As we can see, there are many different remote desktop related settings that can be configured. We do not need to configure or use all of them. In the script example that follows, I will use a PowerShell script to change the settings, and they will be saved to a file named as specified in the script’s ‘Path’ parameter. This way the settings for a particular connection will be stored in a RDP shortcut and ready for execution.

The following PowerShell script has four parameters: ComputerName, Path, UserName and Multimonitor. If you do not specify the last parameter, your RDP session will not be enabled for multi monitor support.
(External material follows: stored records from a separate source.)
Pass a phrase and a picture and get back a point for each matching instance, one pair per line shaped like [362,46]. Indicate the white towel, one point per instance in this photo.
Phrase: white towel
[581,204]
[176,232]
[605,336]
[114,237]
# PowerShell script: Create-RDPShortcut.ps1
# Script to create RDP shortcut with the name specified in the path parameter; user
# and multimonitor parameters are optional.
# Author: Alex Dujakovic, August 01, 2013
# EXAMPLE:
# Create-RDPShortcut.ps1 -ComputerName "TEST-AFL-10" -Path "C:\Test\TEST-AFL-10.rdp" `
#                        -UserName "Alex" -Multimonitor
#*************************************************************************************

[CmdletBinding()]
	Param
        (
            [parameter(Mandatory=$True)]
            [String[]]
            $ComputerName,

            [parameter(Mandatory=$True)]
            [String]
            $Path,

            [parameter(Mandatory=$False)]
            [String]
            $UserName,

            [parameter(Mandatory=$False)]
            [Switch]
            $Multimonitor

        )
$rdpFileSettings = @(
'screen mode id:i:2'
'use multimon:i:0'
'desktopwidth:i:1280'
'desktopheight:i:1024'
'session bpp:i:32'
'winposstr:s:0,1,222,47,1022,647'
'compression:i:1'
'keyboardhook:i:2'
'audiocapturemode:i:0'
'videoplaybackmode:i:1'
'connection type:i:7'
'networkautodetect:i:1'
'bandwidthautodetect:i:1'
'displayconnectionbar:i:1'
'username:s:'
'enableworkspacereconnect:i:0'
'disable wallpaper:i:0'
'allow font smoothing:i:0'
'allow desktop composition:i:0'
'disable full window drag:i:1'
'disable menu anims:i:1'
'disable themes:i:0'
'disable cursor setting:i:0'
'bitmapcachepersistenable:i:1'
'full address:s:'
'audiomode:i:0'
'redirectprinters:i:1'
'redirectcomports:i:0'
'redirectsmartcards:i:1'
'redirectclipboard:i:1'
'redirectposdevices:i:0'
'autoreconnection enabled:i:1'
'authentication level:i:2'
'prompt for credentials:i:0'
'negotiate security layer:i:1'
'remoteapplicationmode:i:0'
'alternate shell:s:'
'shell working directory:s:'
'gatewayhostname:s:'
'gatewayusagemethod:i:4'
'gatewaycredentialssource:i:4'
'gatewayprofileusagemethod:i:0'
'promptcredentialonce:i:0'
'use redirection server name:i:0'
'rdgiskdcproxy:i:0'
'kdcproxyname:s:'
'drivestoredirect:s:'
'server port:i:3389'
)

$rdpFileSettings = $rdpFileSettings| ForEach-Object {
    $newLine = $_.Split(":")
    If($newLine[0] -eq "full address"){
        "$($newLine[0]):$($newLine[1]):$($ComputerName)"
    }
    elseif($newLine[0] -eq "username"){
        "$($newLine[0]):$($newLine[1]):$($UserName)"
    }
    elseif($Multimonitor -and $newLine[0] -eq "use multimon"){
        "$($newLine[0]):$($newLine[1]):1"
    }
    else {
        "$($newLine[0]):$($newLine[1]):$($newLine[2])"
    }
}
$rdpFileSettings | Set-Content -Path $Path

The complete RDP Connection File settings and this PowerShell script could be downloaded in the download section.





Please note: Although the author has made every reasonable attempt to achieve complete accuracy of the content, he assumes no responsibility for errors or omissions. Also, you should use this information as you see fit, and at your own risk.